Вот в чем состоит моя просьба к Вам. В надежде, что Вы не найдете ее нескромной, прошу принять уверение в чувствах глубокого уважения, с которым остаюсь
искренне Вам преданный Иван Тургенев» [ТУР-ПСПис. Т. 13. Кн. 1. С. 148].
Губернатор Боборыкин внял просьбе и принял меры по удержанию на краю пропасти сестер Зильберман, о чем известил Тургенева: «В настоящее время могу Вам сообщить, что пока они обе оставлены в покое. Затем и впредь я сделаю все от меня зависящее, чтобы их не тревожили и позволили остаться в Болхове, пока это будет возможно» (см.: [ТУР-ПСПис. Т. 13. Кн. 1. С. 482–483]).
К сожалению, <неизвестно>, как сложились в дальнейшем судьбы этих двух женщин и их девятерых детей. Но относительно Тургенева – это очередное, из числа множества других, свидетельство готовности помочь и спасти – там, где он был в силах это сделать [РЕБЕЛЬ Г. (IV). С. 44–46].

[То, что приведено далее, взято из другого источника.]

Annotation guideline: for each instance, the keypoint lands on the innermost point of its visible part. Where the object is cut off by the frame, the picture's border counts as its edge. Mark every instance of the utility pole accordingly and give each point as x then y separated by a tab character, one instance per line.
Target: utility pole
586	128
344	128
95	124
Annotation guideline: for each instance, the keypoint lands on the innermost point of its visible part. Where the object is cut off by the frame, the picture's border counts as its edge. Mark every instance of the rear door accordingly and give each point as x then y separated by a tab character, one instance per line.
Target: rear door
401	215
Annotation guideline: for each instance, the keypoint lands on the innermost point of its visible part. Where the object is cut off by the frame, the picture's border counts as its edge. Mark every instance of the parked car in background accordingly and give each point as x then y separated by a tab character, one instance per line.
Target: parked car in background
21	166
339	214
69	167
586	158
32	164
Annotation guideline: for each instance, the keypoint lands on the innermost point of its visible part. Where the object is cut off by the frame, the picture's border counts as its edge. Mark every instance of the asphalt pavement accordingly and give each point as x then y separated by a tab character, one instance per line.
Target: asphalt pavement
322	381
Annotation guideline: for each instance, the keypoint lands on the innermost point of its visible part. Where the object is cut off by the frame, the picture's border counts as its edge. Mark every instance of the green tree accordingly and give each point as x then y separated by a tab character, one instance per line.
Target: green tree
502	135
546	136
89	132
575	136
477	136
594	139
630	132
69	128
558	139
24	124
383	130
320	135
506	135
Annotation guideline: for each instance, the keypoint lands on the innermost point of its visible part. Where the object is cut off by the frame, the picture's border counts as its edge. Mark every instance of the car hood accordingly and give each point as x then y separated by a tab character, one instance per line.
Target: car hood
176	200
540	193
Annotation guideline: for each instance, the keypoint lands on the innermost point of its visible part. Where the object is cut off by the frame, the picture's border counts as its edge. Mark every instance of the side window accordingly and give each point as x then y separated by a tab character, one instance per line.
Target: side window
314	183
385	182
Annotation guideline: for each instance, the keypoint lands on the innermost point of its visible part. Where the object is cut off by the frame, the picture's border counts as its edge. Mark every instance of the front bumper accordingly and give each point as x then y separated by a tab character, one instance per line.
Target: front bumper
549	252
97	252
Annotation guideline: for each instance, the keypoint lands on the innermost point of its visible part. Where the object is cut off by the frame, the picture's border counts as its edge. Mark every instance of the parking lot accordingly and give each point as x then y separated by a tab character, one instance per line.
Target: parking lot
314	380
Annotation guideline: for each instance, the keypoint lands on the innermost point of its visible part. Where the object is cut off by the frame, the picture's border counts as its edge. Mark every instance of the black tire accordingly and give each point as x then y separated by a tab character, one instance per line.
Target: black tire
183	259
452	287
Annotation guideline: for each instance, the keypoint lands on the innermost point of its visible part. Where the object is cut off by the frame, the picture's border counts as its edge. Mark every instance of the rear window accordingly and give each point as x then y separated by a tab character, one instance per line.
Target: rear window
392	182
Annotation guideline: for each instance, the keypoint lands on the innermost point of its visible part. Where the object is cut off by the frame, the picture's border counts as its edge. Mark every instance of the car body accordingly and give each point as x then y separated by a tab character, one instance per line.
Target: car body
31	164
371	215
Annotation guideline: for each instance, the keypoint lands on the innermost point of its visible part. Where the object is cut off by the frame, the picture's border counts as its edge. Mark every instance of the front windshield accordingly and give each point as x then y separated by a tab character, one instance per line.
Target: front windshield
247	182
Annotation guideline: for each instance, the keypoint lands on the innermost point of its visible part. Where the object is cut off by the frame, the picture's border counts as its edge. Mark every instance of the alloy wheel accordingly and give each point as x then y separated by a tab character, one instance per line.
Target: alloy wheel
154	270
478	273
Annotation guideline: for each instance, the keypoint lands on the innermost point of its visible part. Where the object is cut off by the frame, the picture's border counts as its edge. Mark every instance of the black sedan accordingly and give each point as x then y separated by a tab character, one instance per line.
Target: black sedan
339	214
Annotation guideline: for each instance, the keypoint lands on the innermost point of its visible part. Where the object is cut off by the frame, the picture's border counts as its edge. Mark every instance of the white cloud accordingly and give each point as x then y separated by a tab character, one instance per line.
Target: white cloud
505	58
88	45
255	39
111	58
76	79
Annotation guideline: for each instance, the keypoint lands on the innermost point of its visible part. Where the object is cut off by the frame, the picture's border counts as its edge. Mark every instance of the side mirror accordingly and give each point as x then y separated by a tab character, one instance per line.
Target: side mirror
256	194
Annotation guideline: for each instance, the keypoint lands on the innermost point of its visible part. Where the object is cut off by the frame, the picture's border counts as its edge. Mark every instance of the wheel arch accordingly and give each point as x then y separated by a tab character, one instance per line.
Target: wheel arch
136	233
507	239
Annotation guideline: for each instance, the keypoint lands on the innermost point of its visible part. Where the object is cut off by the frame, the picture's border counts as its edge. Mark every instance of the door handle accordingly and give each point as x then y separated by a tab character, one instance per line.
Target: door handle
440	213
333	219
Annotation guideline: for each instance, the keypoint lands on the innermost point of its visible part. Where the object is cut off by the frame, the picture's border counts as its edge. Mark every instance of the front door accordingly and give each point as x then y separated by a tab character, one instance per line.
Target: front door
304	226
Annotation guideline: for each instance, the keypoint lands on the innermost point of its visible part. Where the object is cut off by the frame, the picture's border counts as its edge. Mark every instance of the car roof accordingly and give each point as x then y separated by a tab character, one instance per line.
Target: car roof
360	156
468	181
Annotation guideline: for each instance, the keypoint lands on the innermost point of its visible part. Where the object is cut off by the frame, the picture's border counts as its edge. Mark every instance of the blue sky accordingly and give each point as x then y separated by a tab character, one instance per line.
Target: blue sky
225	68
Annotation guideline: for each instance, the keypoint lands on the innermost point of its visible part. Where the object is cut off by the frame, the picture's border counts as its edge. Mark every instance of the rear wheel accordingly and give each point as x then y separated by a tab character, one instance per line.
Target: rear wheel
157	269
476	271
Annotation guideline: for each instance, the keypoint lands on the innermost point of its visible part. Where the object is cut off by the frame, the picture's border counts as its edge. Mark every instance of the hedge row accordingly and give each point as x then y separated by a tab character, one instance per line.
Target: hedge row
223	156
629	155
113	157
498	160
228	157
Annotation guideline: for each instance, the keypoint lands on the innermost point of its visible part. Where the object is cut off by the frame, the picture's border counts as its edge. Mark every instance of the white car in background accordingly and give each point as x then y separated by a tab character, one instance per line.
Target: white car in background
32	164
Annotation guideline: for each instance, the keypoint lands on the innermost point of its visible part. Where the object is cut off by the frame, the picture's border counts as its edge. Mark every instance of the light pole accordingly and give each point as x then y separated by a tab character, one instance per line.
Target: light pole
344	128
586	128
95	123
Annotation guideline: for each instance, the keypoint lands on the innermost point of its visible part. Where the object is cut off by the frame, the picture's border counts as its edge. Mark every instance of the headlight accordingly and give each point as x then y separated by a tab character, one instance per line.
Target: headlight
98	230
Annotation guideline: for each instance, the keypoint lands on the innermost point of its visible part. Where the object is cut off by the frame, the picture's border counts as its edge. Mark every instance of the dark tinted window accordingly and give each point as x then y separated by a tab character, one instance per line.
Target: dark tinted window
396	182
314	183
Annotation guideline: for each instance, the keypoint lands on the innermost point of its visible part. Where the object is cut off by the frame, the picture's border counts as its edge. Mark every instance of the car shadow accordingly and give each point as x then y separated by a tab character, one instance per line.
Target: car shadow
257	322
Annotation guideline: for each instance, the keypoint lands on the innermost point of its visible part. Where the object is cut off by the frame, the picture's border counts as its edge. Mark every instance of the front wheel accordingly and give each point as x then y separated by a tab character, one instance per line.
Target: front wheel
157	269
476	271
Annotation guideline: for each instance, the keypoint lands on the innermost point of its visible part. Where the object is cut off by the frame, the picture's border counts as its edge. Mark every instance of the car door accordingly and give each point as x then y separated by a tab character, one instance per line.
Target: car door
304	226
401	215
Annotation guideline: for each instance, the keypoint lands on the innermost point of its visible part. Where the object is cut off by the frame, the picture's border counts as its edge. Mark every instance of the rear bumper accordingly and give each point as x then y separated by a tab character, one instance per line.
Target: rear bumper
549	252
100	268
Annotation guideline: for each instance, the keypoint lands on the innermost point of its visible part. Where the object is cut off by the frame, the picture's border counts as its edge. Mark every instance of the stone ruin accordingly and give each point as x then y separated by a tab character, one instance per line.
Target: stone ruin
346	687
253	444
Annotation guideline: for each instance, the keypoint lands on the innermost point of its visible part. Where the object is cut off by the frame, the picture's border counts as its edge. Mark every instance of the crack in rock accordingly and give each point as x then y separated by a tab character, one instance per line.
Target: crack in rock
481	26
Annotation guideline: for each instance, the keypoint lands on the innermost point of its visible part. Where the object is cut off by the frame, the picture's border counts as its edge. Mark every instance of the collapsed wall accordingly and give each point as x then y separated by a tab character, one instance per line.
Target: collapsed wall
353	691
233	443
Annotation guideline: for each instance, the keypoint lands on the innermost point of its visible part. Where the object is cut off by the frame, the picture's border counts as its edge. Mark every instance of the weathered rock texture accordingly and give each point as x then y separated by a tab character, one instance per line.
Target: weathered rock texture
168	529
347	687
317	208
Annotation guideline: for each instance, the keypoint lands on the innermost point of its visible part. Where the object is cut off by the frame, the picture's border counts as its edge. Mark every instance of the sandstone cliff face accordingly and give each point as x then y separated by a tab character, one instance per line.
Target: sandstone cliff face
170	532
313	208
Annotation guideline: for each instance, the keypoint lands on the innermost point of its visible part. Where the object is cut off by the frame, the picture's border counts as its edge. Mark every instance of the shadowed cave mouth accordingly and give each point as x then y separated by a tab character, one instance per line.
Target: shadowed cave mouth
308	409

Дружбу Ивана Тургенева с Марком (Мордухом) Матвеевичем (цыМатысовичем) Антокольским – выдающимся скульптором второй половины ХIХ в., первым русским художником, снискавшим всеевропейскую славу[573], – см. о нем подробно в [КРИВДИНА (I)] и [КРИВДИНА-ТЫЧИНИН], в контексте отношения писателя к евреям, несомненно, можно охарактеризовать как явление «знаковое». Как сообщает Еврейская энциклопедия Брокгауза и Ефрона[574]:
Антокольский, Марк Матвеевич (А.) – первый скульптор-еврей, который благодаря своему выдающемуся таланту приобрел громкую известность и всемирную славу. Его дарование представляет исключительное явление в истории интеллектуальной жизни евреев: он первый опроверг старую легенду о том, что евреи не способны к скульптуре; вслед за ним появляется целая плеяда талантливых евреев, которые стали заниматься скульптурой с таким же успехом, как и другими искусствами. А. родился в Вильне[575] в 1843 году (по некоторым источникам, в 1842 году). Его родители, люди необразованные и небогатые, обремененные большим семейством (7 человек детей), содержали торговлю, нечто вроде харчевни, на одной из главных улиц города (в 1906 году на доме, где родился А., была прибита мраморная доска). Детство А. было безотрадное: «Я не был балован никем, я был нелюбимый ребенок, мне доставалось от всех, кто хотел – бил меня, а ласкать меня никто не ласкал…» Единственно, кого А. любил – это была его мать; о ней он сохранил лучшую память. <…> Еще мальчиком А. самоучкой рисовал на столе и на стенах – «рисовал по ночам; моя страсть не была понятна родителям, и они не только ее не поощряли, но жестоко преследовали ее». <…> Первые работы А. обратили на себя внимание жены виленского генерал-губернатора <…>; она снабдила начинающего художника письмом в Петербург, и это содействовало <его> поступлению в Академию художеств <…> (в 1862 году)[576]. А. было тогда 21 г.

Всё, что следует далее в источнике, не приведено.